Inventive Credit Risk: A data enabled, client-centric, end-to-end approach
The credit process is as old as the Bank, and one of its core activities. Under the close surveillance of the regulator, it has become a complex set of activities, notably because of the volumes and criticality of the data that must be gathered and used along the chain.
It is all the more the case for Small or Medium Enterprises and Corporates: indeed, while the credit process for individuals is used to handle massive amount of structured data and has now automated numerous steps (one can now quite easily get a grant online with a few clicks), the process for SMEs & Corporate credit is somehow still operated in a tailor-made fashion (with credit numerous credit committees, fully manual data collection, analysis and decisions, silos between front, risk, middle and back office…).
For SMEs, as small companies, branches and subsidiaries, the challenge is to get accurate, recent and exhaustive data. For the larger corporates, even though data is massively provided, the multiple steps, silos and product options within the process generates churns due to lack of transparency and delays for the client.
In all these cases, data usage and management are the key to unlock fast, transparent, higher margin & lower costs credit granting.
Capgemini Invent’s Credit Risk offering aims at maximizing the value of data usage along the credit process.
Our approach is structured around different use cases that stem from the field: we have tested and implemented the different building blocks of this offer with our clients. Our focus is strongly put on the client benefits and thus on the end-to-end process transformation, supported by our range of expertise around data:
- Improve the material supporting credit decisions and fluidify data flows with Data Management and Data quality:
i.e. improving the matching of external databases such as Moody’s of Fitch with internal Corporates databases to score them with more precision
- Free business analysts from basic delivery tasks with Smart Automation and Natural Language Generation:
i.e. automating data gathering and preparation of financial statements and generating first level analysis
- Facilitating and improving the credit decision making process with Machine Learning and Active Learning:
i.e. automating credit requests sorting between plain vanilla and complex requests and/or automating credit decision proposals based on past and present data
- Increasing market knowledge and identifying insights and weak signals in real-time with Sentiment Analysis used on big data:
i.e. providing analysts and Risk officers with real-time analysis of multiple external data sources unused yet (newspapers, articles, forums, sectorial reviews)

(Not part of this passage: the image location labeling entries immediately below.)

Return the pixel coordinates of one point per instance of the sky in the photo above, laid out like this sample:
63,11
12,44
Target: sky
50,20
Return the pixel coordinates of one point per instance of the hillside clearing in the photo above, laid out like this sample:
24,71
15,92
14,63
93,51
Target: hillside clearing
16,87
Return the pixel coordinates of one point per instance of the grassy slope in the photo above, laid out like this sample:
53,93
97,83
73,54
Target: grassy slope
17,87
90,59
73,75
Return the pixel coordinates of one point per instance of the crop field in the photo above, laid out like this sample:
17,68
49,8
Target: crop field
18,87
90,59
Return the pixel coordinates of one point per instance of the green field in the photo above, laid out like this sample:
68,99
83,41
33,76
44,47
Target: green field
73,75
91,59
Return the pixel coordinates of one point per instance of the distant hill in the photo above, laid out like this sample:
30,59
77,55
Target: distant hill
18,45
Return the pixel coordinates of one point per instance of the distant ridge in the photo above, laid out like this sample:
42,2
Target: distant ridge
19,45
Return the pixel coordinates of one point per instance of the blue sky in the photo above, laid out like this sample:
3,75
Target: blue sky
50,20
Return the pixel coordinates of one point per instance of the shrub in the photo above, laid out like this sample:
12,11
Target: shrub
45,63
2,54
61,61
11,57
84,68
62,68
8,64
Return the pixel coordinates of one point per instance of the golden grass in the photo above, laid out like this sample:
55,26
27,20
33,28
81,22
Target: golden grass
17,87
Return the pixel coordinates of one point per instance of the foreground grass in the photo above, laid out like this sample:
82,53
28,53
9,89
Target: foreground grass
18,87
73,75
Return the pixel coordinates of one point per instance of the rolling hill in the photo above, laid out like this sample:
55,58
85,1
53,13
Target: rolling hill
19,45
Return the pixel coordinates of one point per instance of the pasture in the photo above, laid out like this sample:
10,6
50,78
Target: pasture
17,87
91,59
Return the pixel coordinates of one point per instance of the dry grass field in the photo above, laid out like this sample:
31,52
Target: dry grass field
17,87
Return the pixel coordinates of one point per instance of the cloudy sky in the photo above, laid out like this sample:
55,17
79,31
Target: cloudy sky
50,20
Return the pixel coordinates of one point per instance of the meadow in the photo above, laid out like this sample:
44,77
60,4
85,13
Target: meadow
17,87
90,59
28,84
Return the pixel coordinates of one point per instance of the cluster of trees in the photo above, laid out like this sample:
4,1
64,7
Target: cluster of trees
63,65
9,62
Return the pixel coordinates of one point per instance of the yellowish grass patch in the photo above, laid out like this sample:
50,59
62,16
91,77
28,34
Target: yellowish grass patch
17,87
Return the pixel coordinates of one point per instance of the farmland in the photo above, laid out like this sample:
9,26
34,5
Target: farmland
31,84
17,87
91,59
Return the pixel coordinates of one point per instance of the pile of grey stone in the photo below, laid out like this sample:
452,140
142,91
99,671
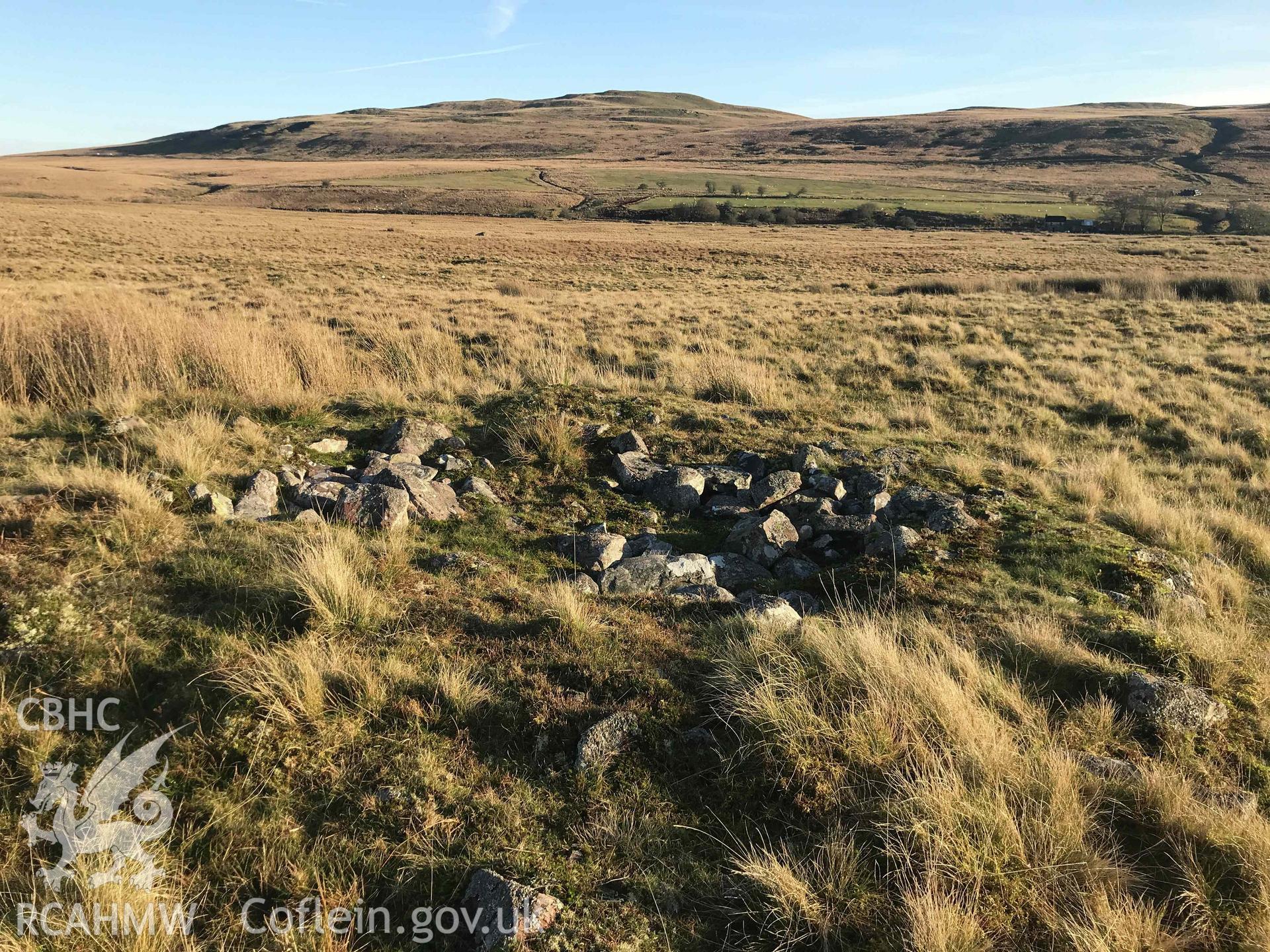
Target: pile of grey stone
419,474
792,520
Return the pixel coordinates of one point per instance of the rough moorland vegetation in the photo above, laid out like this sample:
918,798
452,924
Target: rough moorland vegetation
902,619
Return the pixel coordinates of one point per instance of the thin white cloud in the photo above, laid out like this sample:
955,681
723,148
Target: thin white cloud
501,15
440,59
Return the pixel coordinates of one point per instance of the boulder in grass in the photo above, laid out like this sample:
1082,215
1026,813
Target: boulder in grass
647,542
795,568
478,487
320,495
435,502
374,507
737,573
763,539
893,545
429,499
605,739
726,506
810,459
261,498
329,444
206,500
642,575
767,610
700,594
863,483
751,462
1169,703
826,485
803,602
691,569
774,488
415,437
629,442
677,488
730,480
593,551
124,426
503,914
634,470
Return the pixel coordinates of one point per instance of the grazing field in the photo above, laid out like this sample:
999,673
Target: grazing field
954,754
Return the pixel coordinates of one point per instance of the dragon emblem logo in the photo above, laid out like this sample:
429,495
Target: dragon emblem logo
84,820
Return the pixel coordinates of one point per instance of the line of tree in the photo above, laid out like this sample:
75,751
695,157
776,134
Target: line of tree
1150,210
1143,210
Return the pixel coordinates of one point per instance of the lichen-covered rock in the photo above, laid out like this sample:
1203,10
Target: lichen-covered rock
763,539
854,530
122,426
767,610
634,470
893,545
751,462
261,498
724,506
478,487
503,914
1170,705
581,582
737,573
826,485
677,488
329,444
1109,768
429,499
803,602
640,575
810,459
700,594
647,542
629,442
415,437
206,500
691,569
730,480
605,739
951,520
795,568
593,551
320,495
917,504
863,483
374,507
775,487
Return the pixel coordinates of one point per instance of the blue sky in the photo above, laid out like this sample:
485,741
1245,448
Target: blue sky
77,74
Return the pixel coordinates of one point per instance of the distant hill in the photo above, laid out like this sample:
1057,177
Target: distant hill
1227,147
571,125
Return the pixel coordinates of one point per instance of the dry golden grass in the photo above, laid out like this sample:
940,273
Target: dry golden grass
982,808
925,762
337,583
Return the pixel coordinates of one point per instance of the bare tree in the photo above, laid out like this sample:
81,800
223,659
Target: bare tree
1161,206
1118,208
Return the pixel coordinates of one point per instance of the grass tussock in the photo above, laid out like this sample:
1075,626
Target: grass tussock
1129,287
302,682
986,822
337,583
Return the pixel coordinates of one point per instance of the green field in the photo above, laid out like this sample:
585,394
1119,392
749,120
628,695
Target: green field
966,205
476,180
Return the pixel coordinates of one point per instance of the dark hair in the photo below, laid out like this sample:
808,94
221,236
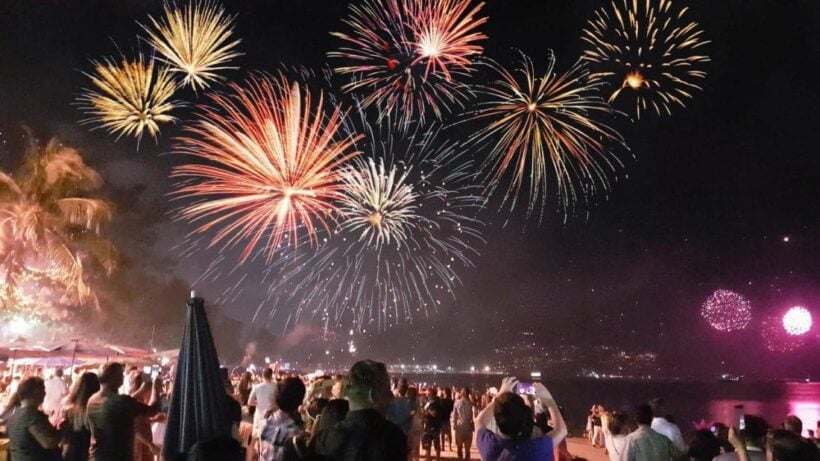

In addition to bringing tested and “field proof” use cases, the strength of our approach also lies in its strong focus on end-to-end, client-centricity. While the credit process navigates through many layers of stakeholders and entities (relationship manager, business analysts, risk officer, region officer, risk / compliance officers, middle-office, support, back-office…), we leverage on our field knowledge to ensure that bringing change in the credit process goes along with clarifying and simplifying it, rather than destabilizing operational teams.
To end with, Inventive Credit Risk is a living approach as we are constantly improving it with more use cases stemming from the interactions and mission we have with our clients.